Rich Kids of Instagram: A Novel
- Author: Maya Sloan Unnamed creator of RKOI
- Publisher: Gallery Books
- Publication date: July 2014
- ISBN: 9781476764061

= Rich Kids of Instagram: A Novel =

2014 novel

Rich Kids of Instagram is a novel written by Maya Sloan and the anonymous creator of the Tumblr blog of the same name, on which it is based.
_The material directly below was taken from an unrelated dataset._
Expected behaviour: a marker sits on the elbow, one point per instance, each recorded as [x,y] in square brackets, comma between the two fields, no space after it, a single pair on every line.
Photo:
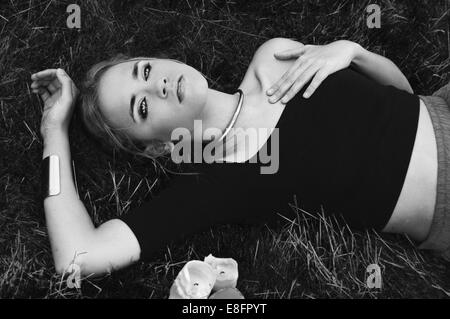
[81,266]
[79,261]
It was first published by Gallery Books, an imprint of Simon & Schuster, in July 2014. Its cover featured a picture of a line of cocaine powder on a hundred-dollar bill.

==Main characters==
The story is told by various characters within the novel, which unfolds as a series of vignettes about ultra-wealthy teens and twenty-somethings indulging themselves.

The fictionalized characters include Todd Evergreen, an overnight billionaire and recluse who is new in town; Annalise Hoff, a self-described "Daddy's girl" who plans a party in The Hamptons; and her boyfriend Miller Crawford, an aspiring record producer who is high all the time.

==Reception==
A review in The Booklist said, "Sloan provides enough satirical jabs at all those annoying instant Internet millionaires to make reading about them both palatable and entertaining." Cosmopolitan agreed, saying, "You'll love hating the spoiled hashtaggers".

A review in The Baffler was more negative, calling it "an empty vessel of careless adolescent fantasy".